There would be a lot more detail floating around in projects, and the oral tradition was going to have to take a back seat in some cases. All of this meant more "formality" -- not popular.
It also meant longer project timeframes. It followed that advancement into senior techncial roles and management would not come as fast.
So, is this the way to do large projects today? Clearly not. Agile has demonstrated that formality and rigor are not the only or the most effective ways to make software happen as projects get bigger. Also, one of the goals was the resist changes in cost and schedule. Agile changes the focus to embracing change in the most cost-effective way possible. That adds a whole new spin to things.
So, is this all a total waste then? Take away the things that might be better done by being a bit more cutting edge and there are still things to think about:
- How much information is available when to set the client's expectations of scope and budget? How will those expectations be managed as uncertainties are resolved over the life of the project?
- Agile structures the project's discussions, making the project able to handle radically more detail than a non-Agile project. What are the upper limits of this?
- In the absence of a single, totally available and empowered customer, how does the team resolve the different client views and opinions within the project?
- Is there any need for a Domain Modeler, separate from or as part of the skill set of a Business Analyst? Do Domain Models help a team handle even bigger projects, or do they just get in the way?
- How much trust is required between the client and project team? How is that trust created and maintained?

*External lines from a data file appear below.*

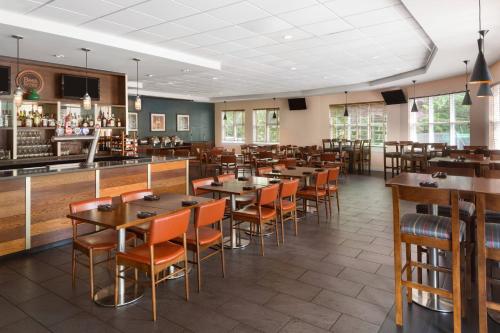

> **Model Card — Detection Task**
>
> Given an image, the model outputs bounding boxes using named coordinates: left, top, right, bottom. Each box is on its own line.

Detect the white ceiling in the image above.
left=0, top=0, right=500, bottom=100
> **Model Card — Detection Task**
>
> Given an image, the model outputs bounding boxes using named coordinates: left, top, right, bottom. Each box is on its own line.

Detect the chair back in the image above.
left=120, top=189, right=153, bottom=203
left=215, top=173, right=236, bottom=183
left=257, top=184, right=279, bottom=206
left=147, top=209, right=191, bottom=246
left=194, top=198, right=226, bottom=228
left=191, top=177, right=214, bottom=195
left=279, top=179, right=299, bottom=199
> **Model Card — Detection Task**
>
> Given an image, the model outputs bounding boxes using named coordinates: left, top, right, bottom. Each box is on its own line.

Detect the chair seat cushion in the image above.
left=233, top=205, right=276, bottom=221
left=116, top=242, right=184, bottom=265
left=75, top=229, right=135, bottom=250
left=417, top=200, right=476, bottom=221
left=485, top=223, right=500, bottom=249
left=401, top=213, right=466, bottom=240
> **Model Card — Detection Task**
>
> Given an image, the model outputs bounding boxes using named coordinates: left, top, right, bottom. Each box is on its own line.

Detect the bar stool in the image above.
left=233, top=184, right=279, bottom=256
left=115, top=209, right=191, bottom=321
left=175, top=199, right=226, bottom=292
left=69, top=197, right=135, bottom=299
left=476, top=193, right=500, bottom=333
left=384, top=141, right=401, bottom=179
left=120, top=189, right=153, bottom=242
left=392, top=185, right=466, bottom=333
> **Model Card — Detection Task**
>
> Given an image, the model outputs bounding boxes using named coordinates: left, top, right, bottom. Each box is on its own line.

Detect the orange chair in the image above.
left=233, top=184, right=279, bottom=256
left=120, top=189, right=153, bottom=242
left=297, top=171, right=329, bottom=224
left=191, top=177, right=214, bottom=196
left=115, top=209, right=191, bottom=321
left=277, top=179, right=299, bottom=244
left=69, top=197, right=135, bottom=299
left=177, top=199, right=226, bottom=292
left=326, top=167, right=340, bottom=213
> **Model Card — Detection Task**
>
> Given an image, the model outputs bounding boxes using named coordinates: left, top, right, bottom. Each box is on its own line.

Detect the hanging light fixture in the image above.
left=82, top=48, right=92, bottom=110
left=411, top=80, right=418, bottom=112
left=12, top=35, right=24, bottom=107
left=133, top=58, right=142, bottom=111
left=344, top=91, right=349, bottom=117
left=273, top=97, right=278, bottom=119
left=469, top=0, right=492, bottom=84
left=462, top=60, right=472, bottom=105
left=476, top=83, right=493, bottom=97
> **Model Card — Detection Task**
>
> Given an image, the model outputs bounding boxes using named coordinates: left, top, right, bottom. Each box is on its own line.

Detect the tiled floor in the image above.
left=0, top=172, right=500, bottom=333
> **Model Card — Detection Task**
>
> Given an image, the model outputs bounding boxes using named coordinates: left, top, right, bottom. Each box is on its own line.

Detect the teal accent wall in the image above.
left=129, top=96, right=215, bottom=142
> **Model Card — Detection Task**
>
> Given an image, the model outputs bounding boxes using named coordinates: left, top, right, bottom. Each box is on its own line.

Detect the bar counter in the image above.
left=0, top=156, right=189, bottom=256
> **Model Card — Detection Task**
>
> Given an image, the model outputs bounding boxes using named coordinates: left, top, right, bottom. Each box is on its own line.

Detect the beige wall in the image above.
left=215, top=62, right=500, bottom=170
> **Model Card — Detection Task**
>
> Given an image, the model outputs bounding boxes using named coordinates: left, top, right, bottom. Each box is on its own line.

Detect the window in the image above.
left=330, top=103, right=387, bottom=146
left=253, top=109, right=280, bottom=143
left=222, top=110, right=245, bottom=142
left=408, top=92, right=470, bottom=149
left=490, top=84, right=500, bottom=149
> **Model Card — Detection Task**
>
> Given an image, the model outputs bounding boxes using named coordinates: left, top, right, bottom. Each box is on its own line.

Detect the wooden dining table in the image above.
left=67, top=193, right=214, bottom=307
left=199, top=176, right=271, bottom=249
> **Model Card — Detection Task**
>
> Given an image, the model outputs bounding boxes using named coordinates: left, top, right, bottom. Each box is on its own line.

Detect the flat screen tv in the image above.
left=288, top=98, right=307, bottom=111
left=61, top=74, right=101, bottom=100
left=0, top=66, right=10, bottom=95
left=382, top=89, right=407, bottom=105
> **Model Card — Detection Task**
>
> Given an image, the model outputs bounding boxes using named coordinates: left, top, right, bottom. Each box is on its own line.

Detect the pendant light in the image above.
left=133, top=58, right=142, bottom=111
left=12, top=35, right=24, bottom=108
left=469, top=0, right=492, bottom=84
left=273, top=97, right=278, bottom=119
left=462, top=60, right=472, bottom=105
left=344, top=91, right=349, bottom=117
left=476, top=83, right=493, bottom=97
left=411, top=80, right=418, bottom=112
left=82, top=48, right=92, bottom=110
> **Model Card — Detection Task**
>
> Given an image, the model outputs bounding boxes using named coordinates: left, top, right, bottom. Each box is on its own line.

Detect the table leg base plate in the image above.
left=94, top=282, right=144, bottom=307
left=412, top=289, right=453, bottom=313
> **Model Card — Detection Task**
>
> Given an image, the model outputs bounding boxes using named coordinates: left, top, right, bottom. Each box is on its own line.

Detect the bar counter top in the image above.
left=0, top=156, right=190, bottom=181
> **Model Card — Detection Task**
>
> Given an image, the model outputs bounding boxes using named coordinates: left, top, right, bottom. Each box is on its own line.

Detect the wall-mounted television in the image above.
left=61, top=74, right=101, bottom=100
left=0, top=66, right=10, bottom=95
left=288, top=98, right=307, bottom=111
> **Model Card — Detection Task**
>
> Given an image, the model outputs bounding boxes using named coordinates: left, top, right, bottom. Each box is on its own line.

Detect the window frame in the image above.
left=252, top=108, right=280, bottom=144
left=221, top=109, right=246, bottom=143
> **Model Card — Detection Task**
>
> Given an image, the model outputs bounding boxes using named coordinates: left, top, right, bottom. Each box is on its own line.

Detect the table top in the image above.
left=199, top=177, right=271, bottom=195
left=265, top=167, right=327, bottom=178
left=67, top=193, right=213, bottom=230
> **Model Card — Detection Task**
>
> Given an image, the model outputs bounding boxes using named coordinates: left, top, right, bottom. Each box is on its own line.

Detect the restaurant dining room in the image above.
left=0, top=0, right=500, bottom=333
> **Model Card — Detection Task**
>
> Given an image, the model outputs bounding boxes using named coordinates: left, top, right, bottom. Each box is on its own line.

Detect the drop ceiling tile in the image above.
left=241, top=16, right=292, bottom=34
left=132, top=0, right=199, bottom=21
left=173, top=13, right=231, bottom=31
left=207, top=2, right=269, bottom=24
left=144, top=22, right=197, bottom=40
left=278, top=4, right=337, bottom=26
left=105, top=9, right=163, bottom=29
left=302, top=19, right=353, bottom=36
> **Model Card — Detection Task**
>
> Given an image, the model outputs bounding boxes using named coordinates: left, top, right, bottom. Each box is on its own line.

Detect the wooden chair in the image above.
left=297, top=171, right=329, bottom=224
left=233, top=184, right=280, bottom=256
left=384, top=141, right=401, bottom=179
left=120, top=189, right=153, bottom=242
left=175, top=199, right=226, bottom=292
left=69, top=197, right=135, bottom=299
left=476, top=193, right=500, bottom=333
left=392, top=185, right=466, bottom=333
left=115, top=209, right=191, bottom=321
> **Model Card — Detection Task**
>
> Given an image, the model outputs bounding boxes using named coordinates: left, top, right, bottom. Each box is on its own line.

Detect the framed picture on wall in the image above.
left=151, top=113, right=165, bottom=132
left=127, top=112, right=139, bottom=131
left=177, top=114, right=189, bottom=132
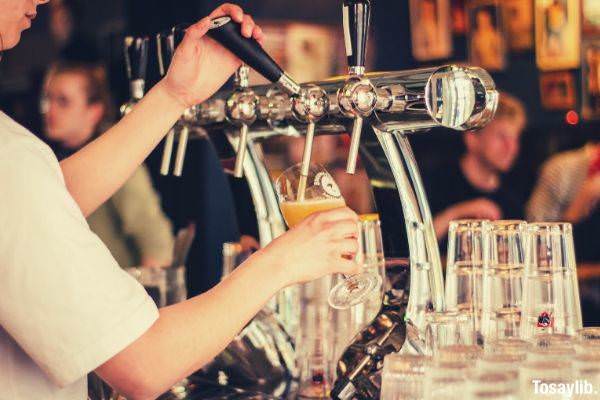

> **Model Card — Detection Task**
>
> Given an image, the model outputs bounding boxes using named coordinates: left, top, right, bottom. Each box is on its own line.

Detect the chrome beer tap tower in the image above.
left=119, top=36, right=149, bottom=116
left=120, top=0, right=498, bottom=399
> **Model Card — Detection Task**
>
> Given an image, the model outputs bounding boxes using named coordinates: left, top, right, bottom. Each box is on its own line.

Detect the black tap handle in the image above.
left=342, top=0, right=371, bottom=67
left=124, top=36, right=149, bottom=81
left=156, top=30, right=175, bottom=76
left=208, top=17, right=284, bottom=82
left=172, top=24, right=190, bottom=49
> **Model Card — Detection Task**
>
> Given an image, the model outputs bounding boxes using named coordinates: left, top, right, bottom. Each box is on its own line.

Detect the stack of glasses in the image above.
left=440, top=220, right=582, bottom=346
left=381, top=328, right=600, bottom=400
left=382, top=220, right=600, bottom=400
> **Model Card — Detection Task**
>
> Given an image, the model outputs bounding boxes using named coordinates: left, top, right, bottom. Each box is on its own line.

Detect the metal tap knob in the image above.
left=292, top=85, right=329, bottom=201
left=338, top=0, right=377, bottom=174
left=207, top=17, right=300, bottom=94
left=225, top=65, right=259, bottom=178
left=120, top=36, right=149, bottom=116
left=338, top=75, right=377, bottom=174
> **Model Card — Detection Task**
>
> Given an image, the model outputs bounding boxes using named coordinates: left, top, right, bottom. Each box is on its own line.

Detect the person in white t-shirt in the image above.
left=0, top=0, right=357, bottom=400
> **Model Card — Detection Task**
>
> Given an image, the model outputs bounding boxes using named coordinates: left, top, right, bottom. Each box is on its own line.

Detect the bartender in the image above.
left=0, top=0, right=357, bottom=400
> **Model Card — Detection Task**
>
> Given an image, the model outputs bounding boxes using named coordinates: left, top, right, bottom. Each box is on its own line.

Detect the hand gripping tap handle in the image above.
left=171, top=24, right=189, bottom=176
left=208, top=17, right=300, bottom=94
left=124, top=36, right=149, bottom=100
left=342, top=0, right=371, bottom=174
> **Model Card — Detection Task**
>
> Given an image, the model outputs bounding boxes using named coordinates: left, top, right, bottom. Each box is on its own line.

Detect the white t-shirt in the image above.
left=0, top=112, right=158, bottom=400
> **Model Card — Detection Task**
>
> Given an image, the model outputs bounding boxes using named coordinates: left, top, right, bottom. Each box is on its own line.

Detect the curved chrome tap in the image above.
left=120, top=36, right=149, bottom=116
left=292, top=85, right=329, bottom=201
left=156, top=31, right=176, bottom=175
left=225, top=65, right=258, bottom=178
left=338, top=0, right=377, bottom=174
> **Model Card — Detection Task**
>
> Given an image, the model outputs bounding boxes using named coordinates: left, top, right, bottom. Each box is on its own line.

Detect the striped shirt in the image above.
left=526, top=145, right=593, bottom=222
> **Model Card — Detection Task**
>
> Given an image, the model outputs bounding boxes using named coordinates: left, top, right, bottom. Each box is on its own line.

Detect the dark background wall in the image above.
left=0, top=0, right=600, bottom=188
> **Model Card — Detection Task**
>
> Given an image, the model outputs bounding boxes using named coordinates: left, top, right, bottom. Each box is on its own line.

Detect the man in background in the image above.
left=424, top=93, right=527, bottom=240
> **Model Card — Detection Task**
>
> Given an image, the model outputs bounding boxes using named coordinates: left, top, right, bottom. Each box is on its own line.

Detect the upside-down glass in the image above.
left=424, top=311, right=475, bottom=356
left=481, top=221, right=527, bottom=341
left=522, top=223, right=582, bottom=339
left=425, top=360, right=471, bottom=400
left=381, top=354, right=432, bottom=400
left=275, top=164, right=384, bottom=309
left=484, top=338, right=533, bottom=356
left=575, top=327, right=600, bottom=354
left=446, top=220, right=489, bottom=338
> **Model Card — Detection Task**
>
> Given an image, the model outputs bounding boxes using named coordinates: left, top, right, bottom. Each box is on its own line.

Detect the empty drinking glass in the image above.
left=481, top=221, right=527, bottom=341
left=425, top=311, right=475, bottom=355
left=467, top=369, right=519, bottom=400
left=435, top=344, right=483, bottom=363
left=381, top=354, right=431, bottom=400
left=522, top=223, right=581, bottom=339
left=575, top=327, right=600, bottom=354
left=476, top=353, right=527, bottom=379
left=425, top=360, right=470, bottom=400
left=484, top=338, right=533, bottom=357
left=573, top=349, right=600, bottom=399
left=445, top=220, right=489, bottom=337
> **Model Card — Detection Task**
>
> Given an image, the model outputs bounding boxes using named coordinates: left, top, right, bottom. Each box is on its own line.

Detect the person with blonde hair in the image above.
left=40, top=61, right=174, bottom=268
left=425, top=92, right=527, bottom=239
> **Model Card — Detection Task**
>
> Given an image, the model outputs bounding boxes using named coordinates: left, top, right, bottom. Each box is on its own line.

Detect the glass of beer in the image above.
left=275, top=164, right=383, bottom=309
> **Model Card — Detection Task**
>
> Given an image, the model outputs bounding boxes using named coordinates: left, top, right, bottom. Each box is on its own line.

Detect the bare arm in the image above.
left=96, top=208, right=358, bottom=400
left=61, top=4, right=263, bottom=216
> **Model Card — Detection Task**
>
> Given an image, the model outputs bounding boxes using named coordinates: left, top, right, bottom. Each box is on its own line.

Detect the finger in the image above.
left=252, top=25, right=265, bottom=42
left=208, top=3, right=244, bottom=23
left=242, top=14, right=256, bottom=38
left=183, top=17, right=210, bottom=40
left=330, top=257, right=360, bottom=275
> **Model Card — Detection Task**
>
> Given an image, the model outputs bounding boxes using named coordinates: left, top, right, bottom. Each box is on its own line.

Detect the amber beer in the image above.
left=280, top=197, right=346, bottom=228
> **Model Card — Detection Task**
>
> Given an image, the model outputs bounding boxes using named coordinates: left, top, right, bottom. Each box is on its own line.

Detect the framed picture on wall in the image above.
left=535, top=0, right=580, bottom=71
left=540, top=71, right=577, bottom=110
left=409, top=0, right=452, bottom=61
left=467, top=0, right=507, bottom=71
left=583, top=0, right=600, bottom=35
left=450, top=0, right=467, bottom=35
left=501, top=0, right=533, bottom=51
left=581, top=38, right=600, bottom=119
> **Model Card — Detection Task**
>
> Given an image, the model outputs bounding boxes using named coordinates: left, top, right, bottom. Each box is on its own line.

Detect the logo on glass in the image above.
left=537, top=311, right=554, bottom=328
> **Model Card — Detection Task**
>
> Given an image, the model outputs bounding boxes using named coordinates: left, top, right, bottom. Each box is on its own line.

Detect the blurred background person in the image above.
left=424, top=93, right=527, bottom=242
left=527, top=142, right=600, bottom=263
left=41, top=61, right=173, bottom=267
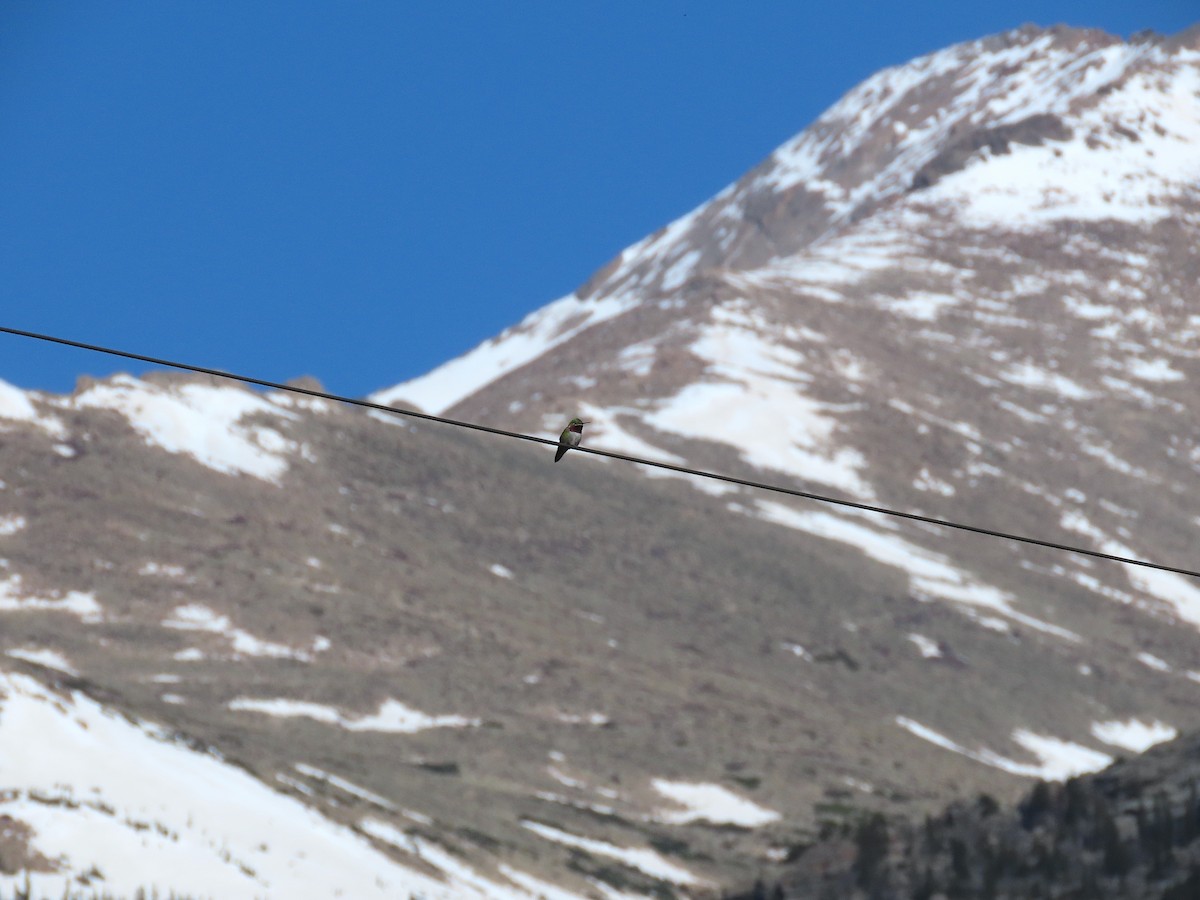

- Who manages the client deliverables into the project, and how do they do that?
- When a new project replaces an existing system, how is the old system functionality discovered, scheduled and budgeted for?
- How is project momentum maintained with the client and the project team if there are long delays between production installs?
- Is risk management a separate activity worth doing? If so, who does it?
- When replacing an existing system, how do we decide which functions should be prioritized above which others, and which have more business value? After all, 'everything' has to be replaced before the end of the project?
- Is Scrum everything we need for a program of projects?
- Where does the architecture come from?
- How will we know if we have tested enough?
- How do we manage skills needed on a project and those that individuals want to acquire during a project?
- Does the project leadership and the rest of the team need explicit training in conflict management and resolution?
- Are there other specialist roles that need to be defined?